SRT Showcase — watch a frozen model think, one token at a time
This is a live language model (Qwen-2.5-7B). As it writes an answer, a small read-only instrument reads its internal state and shows you how confident it is and how its “understanding” shifts word by word. Nothing here is pre-recorded.
New here? A 60-second primerWhat am I looking at? A real, full-size language model generating text. The right-hand panel and the Introspection tab below are computed live from the model’s own activations as it runs.
What is the “SRT” part? SRT (Semiotic-Reflexive Transformer) is a theory that a model’s understanding is a process that keeps folding back on itself as it reads. I trained a small read-only side-channel — the SRT adapter — that watches the frozen model’s hidden states and reports on that process. It does not change the model’s answer. Think microscope, not filter.
How do I read the screen?
- Tinted tokens — each word is shaded by how unsure the model was about it (bright = uncertain, dim = confident).
- The meter summarises the run: uncertainty, how much the internal meaning is moving (divergence), how self-referential it is (reflexivity), and whether it has “locked in” one interpretation (regime). Hover any row, or open the glossary at its foot.
- Verbalizations translate selected hidden states back into English — the adapter’s best attempt to say what the model was internally representing at that moment. Each carries a round-trip fidelity score so you can judge how much to trust that readout.
Honest caveat. These are observational readouts of internal state, not a lie detector or hallucination detector. Only entropy is a validated confidence signal; the rest is a window for interpretation.
Want the backstory? Project & method on GitHub · Stable adapter on Hugging Face.

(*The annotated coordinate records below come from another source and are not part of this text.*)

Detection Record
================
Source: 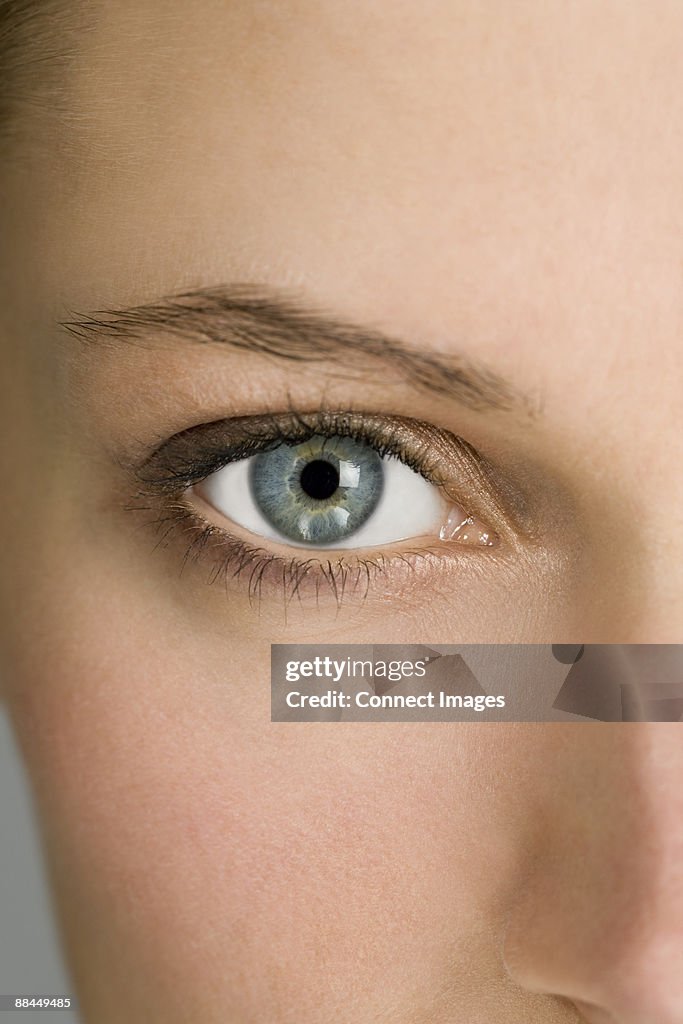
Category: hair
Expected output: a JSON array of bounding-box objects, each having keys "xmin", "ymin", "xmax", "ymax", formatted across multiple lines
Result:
[{"xmin": 0, "ymin": 0, "xmax": 81, "ymax": 146}]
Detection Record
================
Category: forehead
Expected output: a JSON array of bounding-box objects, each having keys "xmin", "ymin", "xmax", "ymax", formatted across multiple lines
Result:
[{"xmin": 7, "ymin": 0, "xmax": 683, "ymax": 376}]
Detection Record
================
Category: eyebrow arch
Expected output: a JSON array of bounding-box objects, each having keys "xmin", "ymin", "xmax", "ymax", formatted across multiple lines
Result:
[{"xmin": 59, "ymin": 285, "xmax": 535, "ymax": 415}]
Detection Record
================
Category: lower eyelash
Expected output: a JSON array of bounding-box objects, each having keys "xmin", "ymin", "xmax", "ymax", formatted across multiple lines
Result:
[{"xmin": 126, "ymin": 493, "xmax": 435, "ymax": 608}]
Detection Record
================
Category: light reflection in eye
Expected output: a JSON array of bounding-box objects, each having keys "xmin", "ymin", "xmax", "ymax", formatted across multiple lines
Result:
[{"xmin": 194, "ymin": 434, "xmax": 497, "ymax": 549}]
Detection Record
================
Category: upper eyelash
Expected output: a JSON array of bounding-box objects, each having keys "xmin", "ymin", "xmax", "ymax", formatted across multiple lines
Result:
[
  {"xmin": 126, "ymin": 409, "xmax": 505, "ymax": 608},
  {"xmin": 135, "ymin": 410, "xmax": 489, "ymax": 505}
]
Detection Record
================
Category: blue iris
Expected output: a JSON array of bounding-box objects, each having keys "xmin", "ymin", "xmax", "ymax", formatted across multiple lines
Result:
[{"xmin": 249, "ymin": 434, "xmax": 384, "ymax": 547}]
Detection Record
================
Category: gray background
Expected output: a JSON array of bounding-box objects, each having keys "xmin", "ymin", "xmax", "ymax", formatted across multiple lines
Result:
[{"xmin": 0, "ymin": 708, "xmax": 78, "ymax": 1024}]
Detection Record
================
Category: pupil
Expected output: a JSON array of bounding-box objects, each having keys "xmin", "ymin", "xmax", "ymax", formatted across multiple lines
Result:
[{"xmin": 299, "ymin": 459, "xmax": 339, "ymax": 502}]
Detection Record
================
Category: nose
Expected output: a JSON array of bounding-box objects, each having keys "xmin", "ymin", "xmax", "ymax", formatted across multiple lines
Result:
[{"xmin": 504, "ymin": 723, "xmax": 683, "ymax": 1024}]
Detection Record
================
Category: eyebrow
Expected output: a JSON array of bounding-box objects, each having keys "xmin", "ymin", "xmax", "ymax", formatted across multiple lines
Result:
[{"xmin": 59, "ymin": 285, "xmax": 535, "ymax": 415}]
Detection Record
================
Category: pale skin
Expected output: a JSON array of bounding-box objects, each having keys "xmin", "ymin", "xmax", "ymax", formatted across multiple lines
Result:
[{"xmin": 0, "ymin": 0, "xmax": 683, "ymax": 1024}]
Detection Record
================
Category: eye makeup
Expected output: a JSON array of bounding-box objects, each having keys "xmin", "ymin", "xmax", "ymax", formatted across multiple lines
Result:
[{"xmin": 127, "ymin": 410, "xmax": 513, "ymax": 599}]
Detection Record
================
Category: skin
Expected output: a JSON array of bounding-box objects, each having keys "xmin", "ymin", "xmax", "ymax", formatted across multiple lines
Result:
[{"xmin": 0, "ymin": 0, "xmax": 683, "ymax": 1024}]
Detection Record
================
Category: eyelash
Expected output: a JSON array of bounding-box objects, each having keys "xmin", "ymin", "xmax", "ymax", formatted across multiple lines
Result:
[{"xmin": 126, "ymin": 409, "xmax": 500, "ymax": 605}]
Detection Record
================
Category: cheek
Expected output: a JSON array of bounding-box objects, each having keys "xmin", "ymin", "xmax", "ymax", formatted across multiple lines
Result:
[{"xmin": 3, "ymin": 600, "xmax": 518, "ymax": 1022}]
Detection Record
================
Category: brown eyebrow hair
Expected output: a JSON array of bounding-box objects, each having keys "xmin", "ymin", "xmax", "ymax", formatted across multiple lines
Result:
[{"xmin": 59, "ymin": 285, "xmax": 535, "ymax": 415}]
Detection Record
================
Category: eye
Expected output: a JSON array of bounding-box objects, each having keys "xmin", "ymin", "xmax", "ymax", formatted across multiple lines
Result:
[{"xmin": 194, "ymin": 434, "xmax": 448, "ymax": 548}]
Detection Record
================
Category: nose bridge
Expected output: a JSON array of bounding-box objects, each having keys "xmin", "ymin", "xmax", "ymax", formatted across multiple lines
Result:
[{"xmin": 505, "ymin": 723, "xmax": 683, "ymax": 1024}]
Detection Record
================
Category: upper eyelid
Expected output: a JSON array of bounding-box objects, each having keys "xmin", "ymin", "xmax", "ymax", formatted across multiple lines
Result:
[{"xmin": 134, "ymin": 410, "xmax": 524, "ymax": 535}]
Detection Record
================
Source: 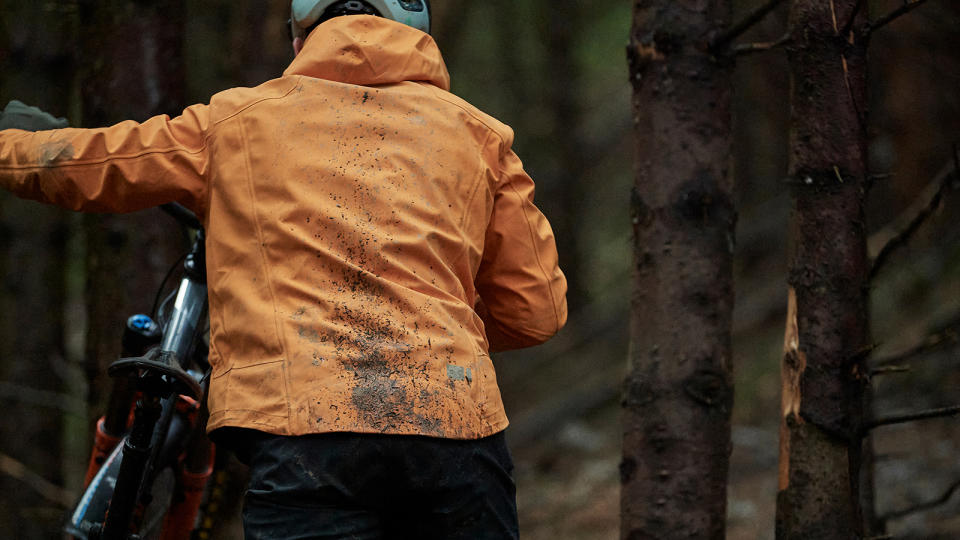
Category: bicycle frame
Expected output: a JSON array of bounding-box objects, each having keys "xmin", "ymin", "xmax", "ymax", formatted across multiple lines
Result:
[{"xmin": 66, "ymin": 205, "xmax": 213, "ymax": 540}]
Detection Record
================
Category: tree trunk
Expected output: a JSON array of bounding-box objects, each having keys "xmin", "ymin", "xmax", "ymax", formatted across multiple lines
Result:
[
  {"xmin": 80, "ymin": 0, "xmax": 186, "ymax": 411},
  {"xmin": 544, "ymin": 0, "xmax": 592, "ymax": 316},
  {"xmin": 776, "ymin": 0, "xmax": 869, "ymax": 540},
  {"xmin": 0, "ymin": 2, "xmax": 76, "ymax": 540},
  {"xmin": 621, "ymin": 0, "xmax": 736, "ymax": 540}
]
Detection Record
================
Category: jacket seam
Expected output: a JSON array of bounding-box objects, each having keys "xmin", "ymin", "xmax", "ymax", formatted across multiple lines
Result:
[
  {"xmin": 501, "ymin": 171, "xmax": 560, "ymax": 335},
  {"xmin": 237, "ymin": 118, "xmax": 292, "ymax": 430},
  {"xmin": 427, "ymin": 84, "xmax": 503, "ymax": 142},
  {"xmin": 212, "ymin": 358, "xmax": 283, "ymax": 379},
  {"xmin": 213, "ymin": 75, "xmax": 303, "ymax": 126},
  {"xmin": 0, "ymin": 144, "xmax": 207, "ymax": 170},
  {"xmin": 457, "ymin": 132, "xmax": 492, "ymax": 230}
]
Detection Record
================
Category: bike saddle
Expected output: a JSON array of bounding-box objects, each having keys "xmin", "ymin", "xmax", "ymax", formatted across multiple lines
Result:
[{"xmin": 107, "ymin": 348, "xmax": 203, "ymax": 400}]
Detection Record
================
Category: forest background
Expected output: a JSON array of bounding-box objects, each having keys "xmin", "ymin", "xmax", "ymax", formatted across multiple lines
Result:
[{"xmin": 0, "ymin": 0, "xmax": 960, "ymax": 539}]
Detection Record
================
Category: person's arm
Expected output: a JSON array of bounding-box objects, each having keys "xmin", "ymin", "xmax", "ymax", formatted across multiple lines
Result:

Curated examples — what to watch for
Two modes. Completion (the default) continues whatever text you write — give it a prefix, not a question (e.g. “The capital of Australia is” or “She opened the letter, and the first line read:”), and it carries the thought forward. This is usually the clearest window into raw introspection. Chat wraps your text in the instruction template so the model replies as an assistant — better for questions and tasks. Use the Mode selector above to switch; each example below is tagged with the mode it expects.
Pick a prompt below, then read the signals as it generates:
- Confident recall (capital of Australia, Pride and Prejudice): low entropy at the fact; the verbalization names the fact itself.

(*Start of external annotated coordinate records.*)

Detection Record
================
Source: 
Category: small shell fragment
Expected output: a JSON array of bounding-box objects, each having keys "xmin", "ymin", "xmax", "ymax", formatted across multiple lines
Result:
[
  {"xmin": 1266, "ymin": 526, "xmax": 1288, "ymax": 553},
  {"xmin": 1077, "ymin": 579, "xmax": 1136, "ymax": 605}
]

- False premise (Wall of China from the Moon, walking on the Sun): watch the divergence/regime signals as the model works around an untrue claim.

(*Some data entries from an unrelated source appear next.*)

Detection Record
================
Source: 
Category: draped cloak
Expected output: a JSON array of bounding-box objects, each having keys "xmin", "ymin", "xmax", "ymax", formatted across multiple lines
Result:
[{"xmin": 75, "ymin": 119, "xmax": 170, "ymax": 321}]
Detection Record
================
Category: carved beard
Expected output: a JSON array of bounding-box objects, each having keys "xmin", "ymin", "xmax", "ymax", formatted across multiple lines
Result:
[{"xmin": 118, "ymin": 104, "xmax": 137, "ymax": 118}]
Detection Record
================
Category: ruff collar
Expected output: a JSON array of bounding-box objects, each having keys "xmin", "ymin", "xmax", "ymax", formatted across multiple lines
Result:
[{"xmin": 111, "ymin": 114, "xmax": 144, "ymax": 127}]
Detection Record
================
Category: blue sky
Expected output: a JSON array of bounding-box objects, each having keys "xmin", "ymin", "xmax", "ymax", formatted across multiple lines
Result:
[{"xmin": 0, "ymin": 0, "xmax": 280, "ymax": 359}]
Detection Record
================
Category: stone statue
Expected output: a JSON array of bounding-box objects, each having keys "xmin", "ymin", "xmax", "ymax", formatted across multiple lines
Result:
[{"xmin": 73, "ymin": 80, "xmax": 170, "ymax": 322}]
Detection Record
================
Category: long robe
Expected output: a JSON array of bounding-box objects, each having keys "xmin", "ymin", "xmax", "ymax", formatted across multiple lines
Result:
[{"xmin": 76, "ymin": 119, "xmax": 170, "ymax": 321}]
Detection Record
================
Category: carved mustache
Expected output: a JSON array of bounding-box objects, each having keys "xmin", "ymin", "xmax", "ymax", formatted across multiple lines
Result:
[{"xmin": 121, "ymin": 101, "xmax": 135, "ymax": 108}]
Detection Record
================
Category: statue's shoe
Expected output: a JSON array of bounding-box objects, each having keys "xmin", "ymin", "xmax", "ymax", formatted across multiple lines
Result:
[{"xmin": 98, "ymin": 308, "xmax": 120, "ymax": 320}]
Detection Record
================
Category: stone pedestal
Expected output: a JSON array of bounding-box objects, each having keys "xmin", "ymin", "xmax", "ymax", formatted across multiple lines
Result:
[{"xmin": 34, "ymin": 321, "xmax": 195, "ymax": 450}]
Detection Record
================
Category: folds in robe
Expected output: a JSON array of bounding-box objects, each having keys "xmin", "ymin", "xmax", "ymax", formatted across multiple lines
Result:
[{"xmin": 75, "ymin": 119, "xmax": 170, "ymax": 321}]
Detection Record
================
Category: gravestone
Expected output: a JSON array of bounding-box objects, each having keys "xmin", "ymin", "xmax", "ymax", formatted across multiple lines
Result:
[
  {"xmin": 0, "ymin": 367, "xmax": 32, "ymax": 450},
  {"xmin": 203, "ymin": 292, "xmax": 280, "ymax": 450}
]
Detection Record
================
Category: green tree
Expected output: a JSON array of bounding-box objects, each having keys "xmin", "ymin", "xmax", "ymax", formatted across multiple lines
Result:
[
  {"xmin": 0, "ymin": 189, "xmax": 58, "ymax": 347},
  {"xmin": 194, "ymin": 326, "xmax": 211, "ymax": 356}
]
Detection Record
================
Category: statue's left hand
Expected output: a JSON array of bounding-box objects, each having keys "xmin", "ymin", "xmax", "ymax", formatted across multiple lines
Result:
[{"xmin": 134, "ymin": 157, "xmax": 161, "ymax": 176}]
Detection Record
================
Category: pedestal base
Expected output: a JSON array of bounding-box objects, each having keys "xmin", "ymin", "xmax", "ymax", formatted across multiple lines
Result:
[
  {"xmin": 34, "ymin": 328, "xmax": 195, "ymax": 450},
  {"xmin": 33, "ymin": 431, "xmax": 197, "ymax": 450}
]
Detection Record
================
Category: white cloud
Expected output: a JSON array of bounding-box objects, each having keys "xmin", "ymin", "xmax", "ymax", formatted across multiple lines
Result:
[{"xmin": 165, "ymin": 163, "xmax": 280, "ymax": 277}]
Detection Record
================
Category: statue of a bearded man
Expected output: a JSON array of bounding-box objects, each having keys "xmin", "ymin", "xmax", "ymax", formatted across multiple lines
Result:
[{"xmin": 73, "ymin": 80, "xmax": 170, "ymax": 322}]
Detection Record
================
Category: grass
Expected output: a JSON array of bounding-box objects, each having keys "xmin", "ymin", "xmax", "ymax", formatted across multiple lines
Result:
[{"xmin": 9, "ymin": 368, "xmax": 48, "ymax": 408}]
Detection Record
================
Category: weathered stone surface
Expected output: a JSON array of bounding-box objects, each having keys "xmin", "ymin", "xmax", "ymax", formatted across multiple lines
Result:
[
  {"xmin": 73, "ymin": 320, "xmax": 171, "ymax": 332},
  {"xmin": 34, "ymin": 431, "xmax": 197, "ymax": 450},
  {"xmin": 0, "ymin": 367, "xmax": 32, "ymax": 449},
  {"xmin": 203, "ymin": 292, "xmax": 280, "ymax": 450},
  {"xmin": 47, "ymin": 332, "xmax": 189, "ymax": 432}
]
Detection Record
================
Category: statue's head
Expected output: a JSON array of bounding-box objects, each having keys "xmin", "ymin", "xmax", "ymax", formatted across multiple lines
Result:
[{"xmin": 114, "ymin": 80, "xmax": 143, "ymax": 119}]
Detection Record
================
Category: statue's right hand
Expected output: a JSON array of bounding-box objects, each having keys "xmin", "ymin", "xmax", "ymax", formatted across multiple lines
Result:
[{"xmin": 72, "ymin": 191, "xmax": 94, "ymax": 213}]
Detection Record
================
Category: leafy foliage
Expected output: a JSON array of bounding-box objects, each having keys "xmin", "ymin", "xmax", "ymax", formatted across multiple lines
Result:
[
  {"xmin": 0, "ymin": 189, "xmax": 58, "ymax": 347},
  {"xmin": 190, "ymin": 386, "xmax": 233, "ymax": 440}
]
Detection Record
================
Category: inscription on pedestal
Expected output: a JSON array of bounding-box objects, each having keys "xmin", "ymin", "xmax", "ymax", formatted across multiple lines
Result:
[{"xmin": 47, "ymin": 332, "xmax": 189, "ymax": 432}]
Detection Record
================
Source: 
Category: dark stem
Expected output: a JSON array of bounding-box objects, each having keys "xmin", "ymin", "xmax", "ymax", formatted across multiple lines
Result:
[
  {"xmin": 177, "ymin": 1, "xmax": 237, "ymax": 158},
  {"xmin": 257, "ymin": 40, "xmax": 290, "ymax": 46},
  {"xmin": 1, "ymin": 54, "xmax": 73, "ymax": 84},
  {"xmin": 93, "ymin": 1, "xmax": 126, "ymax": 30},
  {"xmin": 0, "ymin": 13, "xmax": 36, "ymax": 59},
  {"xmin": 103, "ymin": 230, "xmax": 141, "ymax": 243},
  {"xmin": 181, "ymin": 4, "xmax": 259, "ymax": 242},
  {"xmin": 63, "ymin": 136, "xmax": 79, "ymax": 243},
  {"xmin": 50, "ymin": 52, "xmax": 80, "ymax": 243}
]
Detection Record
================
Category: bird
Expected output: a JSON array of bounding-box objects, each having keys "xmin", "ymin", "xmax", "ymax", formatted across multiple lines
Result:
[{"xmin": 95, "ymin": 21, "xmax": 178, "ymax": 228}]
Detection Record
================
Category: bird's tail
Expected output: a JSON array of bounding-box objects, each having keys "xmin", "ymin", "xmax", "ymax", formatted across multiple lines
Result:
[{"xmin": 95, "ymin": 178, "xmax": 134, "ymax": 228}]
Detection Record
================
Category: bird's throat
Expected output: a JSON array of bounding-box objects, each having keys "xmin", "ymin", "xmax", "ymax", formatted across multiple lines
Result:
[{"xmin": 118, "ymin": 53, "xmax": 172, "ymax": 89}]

- Misconception (10% of the brain): does it correct the myth?
- Reasoning pivot (train minutes, discount price): divergence spikes at the calculation, not the prose.
- Genuine uncertainty (rain Tuesday, language in 2035): elevated entropy — many valid continuations.
- Safety boundary (lock picking): a regime shift as it pivots to declining.
- Ambiguity ('The old man the boats'): the model commits to one parse.
- Open-ended / creative (Mars mystery opener): high entropy throughout.
- Completion prefixes (sky/blue, WWI causes, Python list-vs-tuple,
def fibonacci): a bare prefix the model finishes — entropy drops as it commits to a continuation, and the verbalizations track the unfolding thought.